Holos-Quad is a high-temperature gas-cooled microreactor designed for scalable, self-contained power generation. Its structure is inspired by closed-loop turbojet engines, replacing the traditional combustion chamber with sealed nuclear fuel capsules that integrate fuel, moderator, heat exchange, and energy conversion within a single pressure vessel. The compact design fits into a standard 40-foot ISO container.
The research team focused on simulating load-following, i.e., increasing or decreasing power output based on grid demand. The Holos-Quad system controls power by adjusting the positions of eight control drums surrounding the reactor core. One side of each control drum is lined with neutron-absorbing material: rotating inward absorbs neutrons to reduce power, while rotating outward increases power.
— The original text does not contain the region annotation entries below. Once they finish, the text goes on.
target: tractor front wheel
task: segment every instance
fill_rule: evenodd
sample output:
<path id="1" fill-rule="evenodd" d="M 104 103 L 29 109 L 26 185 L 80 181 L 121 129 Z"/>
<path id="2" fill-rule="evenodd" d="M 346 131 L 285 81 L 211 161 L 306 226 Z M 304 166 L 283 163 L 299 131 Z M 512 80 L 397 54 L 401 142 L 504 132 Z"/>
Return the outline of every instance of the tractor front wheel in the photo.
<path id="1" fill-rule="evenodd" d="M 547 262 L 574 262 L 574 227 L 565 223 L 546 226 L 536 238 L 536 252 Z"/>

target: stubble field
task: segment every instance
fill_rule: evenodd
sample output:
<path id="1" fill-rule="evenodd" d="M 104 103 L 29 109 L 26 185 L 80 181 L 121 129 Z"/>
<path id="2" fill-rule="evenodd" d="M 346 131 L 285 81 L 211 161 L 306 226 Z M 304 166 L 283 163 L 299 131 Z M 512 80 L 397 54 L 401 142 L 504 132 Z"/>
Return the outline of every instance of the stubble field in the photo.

In the multi-agent RL approach, the eight control drums are modeled as eight independent agents, each controlling a specific drum while having access to information about the entire core.
The team compared the multi-agent RL model with a single-agent method (one agent controlling all eight drums) and the industry-standard proportional-integral-derivative (PID) method (feedback-based control loop). The results showed that the RL model had advantages.
The researchers noted that their machine learning model requires extensive validation under more complex and realistic conditions before it can be commercially applied in the nuclear power industry. However, the findings “open a more effective pathway for reinforcement learning in autonomous nuclear microreactors.”